The rap on marlin is that it's basically inedible, but I think this is a misconception spread by some combination of unscrupulous skippers and overzealous catch-and-release advocates. The flesh is quite dense, perhaps closer in texture to beef (even more so than tuna), and some people are put off by this. But in flavor, blue marlin is very much like swordfish, with similar light-colored dense meat. Striped marlin has darker flesh and stronger flavor, but can still be quite tasty when marinated, or especially in soup. Striped marlin is also EXCELLENT smoked - I think it's one of the tastiest smoked fish. Marlin is VERY intolerant to overcooking, becoming extremely tough and dry. On the other hand, I've never heard of anyone cooking it rare like tuna, so you really need to pay attention and serve it when it's just done.

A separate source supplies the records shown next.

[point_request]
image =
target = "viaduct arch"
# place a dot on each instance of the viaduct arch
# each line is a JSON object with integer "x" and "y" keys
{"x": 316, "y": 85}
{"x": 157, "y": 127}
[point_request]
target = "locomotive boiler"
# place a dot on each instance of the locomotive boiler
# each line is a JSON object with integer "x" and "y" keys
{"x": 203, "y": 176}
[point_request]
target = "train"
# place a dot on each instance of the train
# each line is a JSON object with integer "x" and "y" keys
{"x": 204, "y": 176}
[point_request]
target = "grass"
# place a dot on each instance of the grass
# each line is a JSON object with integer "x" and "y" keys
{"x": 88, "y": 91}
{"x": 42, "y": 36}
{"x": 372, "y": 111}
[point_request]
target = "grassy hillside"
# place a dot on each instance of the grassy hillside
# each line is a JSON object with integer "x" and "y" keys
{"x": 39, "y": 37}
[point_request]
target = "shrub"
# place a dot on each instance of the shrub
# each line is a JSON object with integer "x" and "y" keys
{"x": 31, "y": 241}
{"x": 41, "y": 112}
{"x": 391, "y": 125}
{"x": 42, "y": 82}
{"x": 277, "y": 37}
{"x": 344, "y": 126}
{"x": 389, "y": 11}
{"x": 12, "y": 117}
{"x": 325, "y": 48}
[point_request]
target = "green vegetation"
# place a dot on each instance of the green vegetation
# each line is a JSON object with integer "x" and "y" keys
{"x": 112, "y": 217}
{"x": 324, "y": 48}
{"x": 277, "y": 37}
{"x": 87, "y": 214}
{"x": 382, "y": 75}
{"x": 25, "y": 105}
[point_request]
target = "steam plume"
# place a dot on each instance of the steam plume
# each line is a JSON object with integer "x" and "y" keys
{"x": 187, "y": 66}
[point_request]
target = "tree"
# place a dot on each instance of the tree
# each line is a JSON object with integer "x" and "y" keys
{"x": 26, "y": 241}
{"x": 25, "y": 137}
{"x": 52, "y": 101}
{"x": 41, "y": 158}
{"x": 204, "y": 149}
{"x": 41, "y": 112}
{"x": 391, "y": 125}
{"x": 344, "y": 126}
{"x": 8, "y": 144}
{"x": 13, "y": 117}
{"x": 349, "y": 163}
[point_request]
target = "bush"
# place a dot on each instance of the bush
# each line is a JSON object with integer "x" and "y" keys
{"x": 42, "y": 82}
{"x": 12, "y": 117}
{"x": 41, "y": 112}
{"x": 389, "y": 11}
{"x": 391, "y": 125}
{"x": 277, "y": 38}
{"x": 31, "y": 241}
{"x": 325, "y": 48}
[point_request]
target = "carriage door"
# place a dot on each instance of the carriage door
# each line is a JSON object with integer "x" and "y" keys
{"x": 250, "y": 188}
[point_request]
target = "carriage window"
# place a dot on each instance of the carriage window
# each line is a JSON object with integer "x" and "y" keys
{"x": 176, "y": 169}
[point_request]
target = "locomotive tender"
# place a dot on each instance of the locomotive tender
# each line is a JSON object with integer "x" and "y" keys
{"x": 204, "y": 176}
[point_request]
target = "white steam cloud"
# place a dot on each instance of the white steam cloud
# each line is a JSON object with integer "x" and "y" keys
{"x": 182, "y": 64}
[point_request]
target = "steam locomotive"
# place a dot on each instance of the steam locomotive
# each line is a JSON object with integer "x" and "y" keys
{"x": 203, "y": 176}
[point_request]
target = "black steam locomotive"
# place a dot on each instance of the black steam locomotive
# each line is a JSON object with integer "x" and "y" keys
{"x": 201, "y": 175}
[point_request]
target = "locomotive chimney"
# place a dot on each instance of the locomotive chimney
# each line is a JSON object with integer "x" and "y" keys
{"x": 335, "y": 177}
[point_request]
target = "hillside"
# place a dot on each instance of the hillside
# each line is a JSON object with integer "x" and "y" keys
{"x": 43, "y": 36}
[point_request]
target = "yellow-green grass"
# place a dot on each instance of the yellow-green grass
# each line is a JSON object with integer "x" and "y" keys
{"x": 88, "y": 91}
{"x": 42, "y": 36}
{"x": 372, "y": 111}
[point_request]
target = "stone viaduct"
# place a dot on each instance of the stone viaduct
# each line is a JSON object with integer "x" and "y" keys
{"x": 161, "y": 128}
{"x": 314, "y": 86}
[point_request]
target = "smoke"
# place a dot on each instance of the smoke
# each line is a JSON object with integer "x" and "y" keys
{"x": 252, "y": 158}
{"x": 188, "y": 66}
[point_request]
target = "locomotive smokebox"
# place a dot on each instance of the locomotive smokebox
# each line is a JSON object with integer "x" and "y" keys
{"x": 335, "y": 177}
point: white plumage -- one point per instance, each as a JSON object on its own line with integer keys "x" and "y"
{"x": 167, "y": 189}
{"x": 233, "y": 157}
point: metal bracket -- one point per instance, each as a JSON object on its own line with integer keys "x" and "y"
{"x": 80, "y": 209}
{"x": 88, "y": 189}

That said, I certainly don't advocate slaughtering marlin to fill your freezer - it ain't exactly the chicken of the sea. So please practice catch-and-release whenever possible, especially if you're not a big seafood fan (in which case you probably won't like marlin). However, marlin do often die during the fight, especially if it is a large fish and/or caught on light tackle. If this happens, rather than send it to the bottom for crab food, you might consider taking some home in your cooler. One thing to bear in mind is that marlin are generally BIG, which among other things means that it isn't going in the fish box on the boat. Instead, they usually lash it to the swim platform, and as a result your fish is likely to spend a few hours cooking in the sun, which does nothing for its edibility. If you're really intent on taking some marlin fillet home, be sure to keep the fish cool by pouring water over it often.

Triggerfish are a rather odd looking inshore species (see the Fish ID page for a picture). They are ferocious little buggers, too, nicknamed "Baja Piranha", pretty easy to catch and lots of fun on light tackle. Triggerfish are EXCELLENT eating, with firm white flesh that is almost sweet in flavor - closer to crab than fish. In fact, you can probably substitute it for crab in many recipes. Trigger is also my personal favorite for ceviché. So if you get a chance, I highly recommend spending some time inshore and getting some triggerfish for the cooler.

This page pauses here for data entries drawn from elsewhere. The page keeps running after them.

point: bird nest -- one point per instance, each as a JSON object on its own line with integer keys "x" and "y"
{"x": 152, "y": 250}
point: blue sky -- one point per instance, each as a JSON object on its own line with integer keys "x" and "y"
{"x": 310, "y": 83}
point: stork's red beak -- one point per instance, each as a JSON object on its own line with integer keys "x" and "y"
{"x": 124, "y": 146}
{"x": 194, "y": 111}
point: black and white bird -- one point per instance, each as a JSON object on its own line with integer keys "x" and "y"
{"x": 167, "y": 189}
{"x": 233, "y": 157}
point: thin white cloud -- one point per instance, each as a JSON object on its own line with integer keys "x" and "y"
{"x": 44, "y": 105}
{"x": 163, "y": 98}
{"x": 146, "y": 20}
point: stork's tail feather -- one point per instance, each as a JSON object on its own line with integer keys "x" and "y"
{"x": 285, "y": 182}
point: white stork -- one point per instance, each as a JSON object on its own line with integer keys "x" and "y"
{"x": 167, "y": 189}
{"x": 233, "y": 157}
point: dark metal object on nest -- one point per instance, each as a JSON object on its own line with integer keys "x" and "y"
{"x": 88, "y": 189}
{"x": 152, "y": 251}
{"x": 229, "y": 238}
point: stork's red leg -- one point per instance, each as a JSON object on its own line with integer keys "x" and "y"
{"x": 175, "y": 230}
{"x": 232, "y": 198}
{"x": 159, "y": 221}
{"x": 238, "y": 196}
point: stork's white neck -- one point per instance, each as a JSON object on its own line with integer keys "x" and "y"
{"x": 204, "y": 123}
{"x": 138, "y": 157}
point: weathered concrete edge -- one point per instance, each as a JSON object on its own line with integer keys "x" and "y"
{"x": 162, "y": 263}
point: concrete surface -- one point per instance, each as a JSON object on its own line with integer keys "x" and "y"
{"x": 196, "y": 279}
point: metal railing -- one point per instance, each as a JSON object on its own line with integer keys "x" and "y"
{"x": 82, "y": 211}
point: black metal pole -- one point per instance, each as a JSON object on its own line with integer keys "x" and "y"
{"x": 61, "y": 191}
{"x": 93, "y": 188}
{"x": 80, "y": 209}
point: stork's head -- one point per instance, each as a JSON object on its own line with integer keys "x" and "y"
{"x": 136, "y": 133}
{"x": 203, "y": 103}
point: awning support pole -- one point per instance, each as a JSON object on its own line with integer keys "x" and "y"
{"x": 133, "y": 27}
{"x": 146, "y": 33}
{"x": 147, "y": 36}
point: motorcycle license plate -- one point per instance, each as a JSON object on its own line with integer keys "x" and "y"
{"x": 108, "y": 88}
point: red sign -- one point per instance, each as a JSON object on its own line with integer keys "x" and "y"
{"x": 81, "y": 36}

People tend to be really put off by the idea of eating squid -after all, they look totally alien. Even the name is icky. Generally, if you catch squid at the East Cape they will be giant squid (calimar grande, technically Humboldt squid), Squid are very aggressive animals, and extraordinarily easy to catch. They're also nasty, and will happily cover you in ink and squid crap and do their best to take a chunk out of you (they've got a beak like a parrot and their suckers have claws). If you get into squid, be sure to let the boat crew handle them.

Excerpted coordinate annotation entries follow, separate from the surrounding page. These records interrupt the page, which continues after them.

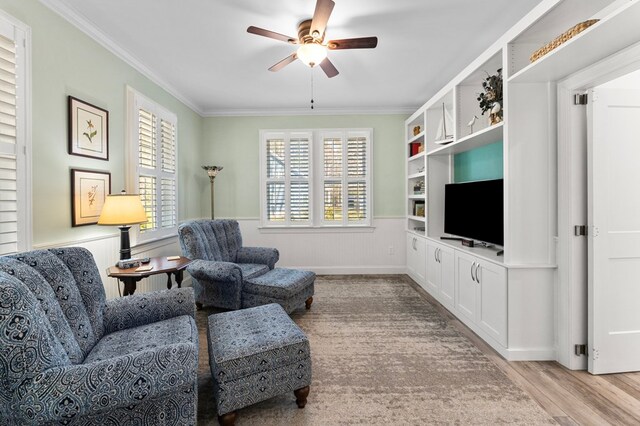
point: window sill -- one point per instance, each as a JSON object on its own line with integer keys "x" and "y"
{"x": 316, "y": 229}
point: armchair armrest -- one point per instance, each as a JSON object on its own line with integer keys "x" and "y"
{"x": 60, "y": 394}
{"x": 147, "y": 308}
{"x": 262, "y": 255}
{"x": 210, "y": 270}
{"x": 222, "y": 281}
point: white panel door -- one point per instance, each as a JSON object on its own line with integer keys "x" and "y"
{"x": 467, "y": 286}
{"x": 492, "y": 309}
{"x": 614, "y": 231}
{"x": 447, "y": 277}
{"x": 433, "y": 270}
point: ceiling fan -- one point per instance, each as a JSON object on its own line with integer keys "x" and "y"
{"x": 312, "y": 49}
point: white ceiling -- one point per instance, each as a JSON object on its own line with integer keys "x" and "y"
{"x": 200, "y": 50}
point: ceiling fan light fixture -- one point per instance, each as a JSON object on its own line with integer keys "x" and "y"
{"x": 311, "y": 54}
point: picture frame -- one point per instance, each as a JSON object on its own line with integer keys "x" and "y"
{"x": 88, "y": 130}
{"x": 89, "y": 190}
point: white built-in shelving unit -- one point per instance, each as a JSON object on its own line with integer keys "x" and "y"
{"x": 508, "y": 299}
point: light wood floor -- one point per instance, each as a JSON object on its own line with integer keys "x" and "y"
{"x": 570, "y": 397}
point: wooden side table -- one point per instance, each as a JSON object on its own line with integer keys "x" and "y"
{"x": 160, "y": 266}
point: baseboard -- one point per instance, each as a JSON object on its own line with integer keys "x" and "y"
{"x": 351, "y": 270}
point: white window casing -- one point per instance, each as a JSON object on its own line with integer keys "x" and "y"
{"x": 15, "y": 136}
{"x": 152, "y": 165}
{"x": 315, "y": 178}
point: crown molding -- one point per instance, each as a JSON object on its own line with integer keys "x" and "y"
{"x": 91, "y": 30}
{"x": 307, "y": 111}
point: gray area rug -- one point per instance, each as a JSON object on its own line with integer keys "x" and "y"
{"x": 382, "y": 354}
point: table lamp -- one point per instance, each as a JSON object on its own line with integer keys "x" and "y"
{"x": 123, "y": 210}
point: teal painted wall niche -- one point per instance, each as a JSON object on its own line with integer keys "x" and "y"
{"x": 482, "y": 163}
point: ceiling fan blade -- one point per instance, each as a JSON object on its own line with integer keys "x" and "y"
{"x": 283, "y": 63}
{"x": 271, "y": 34}
{"x": 353, "y": 43}
{"x": 329, "y": 69}
{"x": 321, "y": 16}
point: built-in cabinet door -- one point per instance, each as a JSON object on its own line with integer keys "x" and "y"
{"x": 492, "y": 301}
{"x": 433, "y": 270}
{"x": 416, "y": 258}
{"x": 447, "y": 276}
{"x": 467, "y": 287}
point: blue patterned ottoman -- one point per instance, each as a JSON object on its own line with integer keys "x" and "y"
{"x": 289, "y": 288}
{"x": 256, "y": 354}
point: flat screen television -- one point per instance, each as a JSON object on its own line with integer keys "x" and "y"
{"x": 475, "y": 210}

Now, if you're like most people, the only reason you'd consider catching squid is for bait. But they are really good eating as well. The giant squid give nice thick steaks, and the tentacles are tasty, too. The texture is rather different, more like shellfish (squid is a mollusk, after all), but the flavor is very mild and excellent.

The knock on squid is that it is tough and chewy, but again this is mostly the result of overcooking. Overcooked squid is a disaster - seriously, you could retread truck tires with the stuff. Properly cooked, it is quite edible, though some people may find it a bit firm. If you're worried about this, there are a couple of ways to tenderize squid steaks, which you can do individually or in combination. The first is beat it with a hammer - I'm serious. Wrap the squid steak in plastic, and pound it with a meat tenderizer, wooden mallet, or even just a beer bottle. The other thing is to use a marinade containing something acidic, like lemon juice or vinegar.